Executives seem to agree. Anthropic CEO Dario Amodei told CNN that technology could eliminate half of all entry-level, white-collar jobs within the next five years. A LinkedIn post from Retool recently said that the company’s leaders want “to automate 10% of US labor by 2030.”
Meanwhile, corporate lobbying efforts—often backed by Silicon Valley and Wall Street—have continued to push for expanding the H-1B program, despite domestic supply of qualified graduates. While a Biden-era rule was aimed at reducing fraudulent filings, industry demand remains high.
The number of bachelor’s degree earners in computer and information sciences rose 4.3% in 2024, according to the National Student Clearing House, even as overall degree completion declined—highlighting the mismatch between domestic labor supply and hiring practices.
The disconnect is raising alarm even among Republicans and it has prompted defenses of the visa program.
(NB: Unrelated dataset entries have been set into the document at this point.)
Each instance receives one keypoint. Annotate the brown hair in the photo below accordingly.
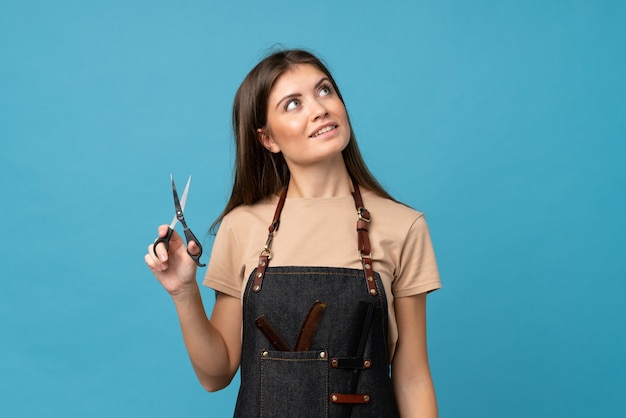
(260, 173)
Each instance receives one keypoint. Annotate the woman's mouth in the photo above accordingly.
(324, 130)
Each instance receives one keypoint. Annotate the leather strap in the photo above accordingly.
(350, 398)
(362, 225)
(350, 363)
(266, 254)
(364, 247)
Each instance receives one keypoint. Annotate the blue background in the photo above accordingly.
(503, 121)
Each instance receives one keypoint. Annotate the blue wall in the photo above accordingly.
(503, 121)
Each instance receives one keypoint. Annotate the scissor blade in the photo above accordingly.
(179, 205)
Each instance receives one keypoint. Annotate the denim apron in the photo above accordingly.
(315, 338)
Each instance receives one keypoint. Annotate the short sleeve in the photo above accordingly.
(223, 274)
(417, 270)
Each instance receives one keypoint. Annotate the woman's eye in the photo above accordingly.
(292, 104)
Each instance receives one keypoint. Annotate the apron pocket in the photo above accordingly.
(294, 384)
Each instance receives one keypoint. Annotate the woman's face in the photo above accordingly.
(306, 119)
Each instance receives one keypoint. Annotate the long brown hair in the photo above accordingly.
(260, 173)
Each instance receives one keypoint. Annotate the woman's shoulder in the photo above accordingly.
(259, 211)
(380, 206)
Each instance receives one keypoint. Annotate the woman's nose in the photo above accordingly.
(318, 111)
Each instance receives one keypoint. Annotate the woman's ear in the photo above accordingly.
(266, 139)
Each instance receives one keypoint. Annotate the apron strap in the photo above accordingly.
(362, 225)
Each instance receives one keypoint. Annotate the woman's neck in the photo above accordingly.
(319, 181)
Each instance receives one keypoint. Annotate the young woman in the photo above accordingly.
(321, 277)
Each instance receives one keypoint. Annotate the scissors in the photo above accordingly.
(179, 206)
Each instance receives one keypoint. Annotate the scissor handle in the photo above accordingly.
(165, 240)
(189, 236)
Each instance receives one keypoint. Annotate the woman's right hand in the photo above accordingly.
(174, 269)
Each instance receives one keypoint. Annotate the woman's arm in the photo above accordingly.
(213, 345)
(411, 377)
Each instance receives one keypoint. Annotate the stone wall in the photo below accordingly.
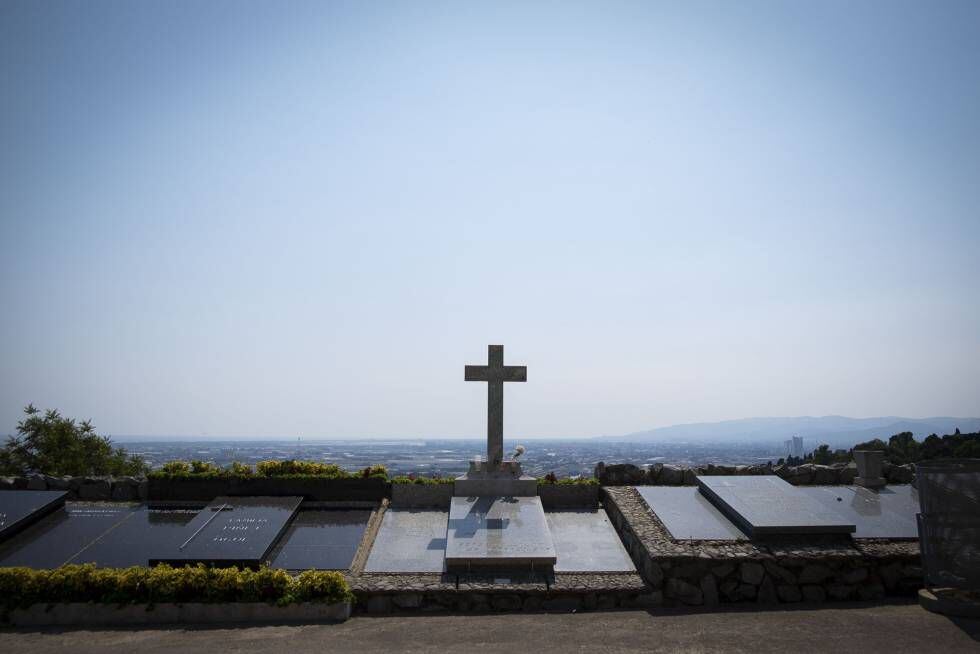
(658, 474)
(398, 593)
(784, 570)
(120, 489)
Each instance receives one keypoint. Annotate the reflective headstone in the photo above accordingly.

Former presidential candidate and Ohio gubernatorial hopeful Vivek Ramaswamy tweeted in December that the issue isn’t a lack of talent among Americans, but a culture that “venerated mediocrity over excellence.” He argued that unless American youth are taught to prize academic rigor and discipline over conformity and entertainment, “we’ll have our asses handed to us by China.”
Girdusky’s central warning is stark: ignore the labor disruptions caused by AI and mass legal immigration, and Republicans risk alienating their own voter base. He warns that disaffected voters could defect to the Left if conservative leaders fail to defend American workers.
“Republicans could be playing a perilous game,” he concluded.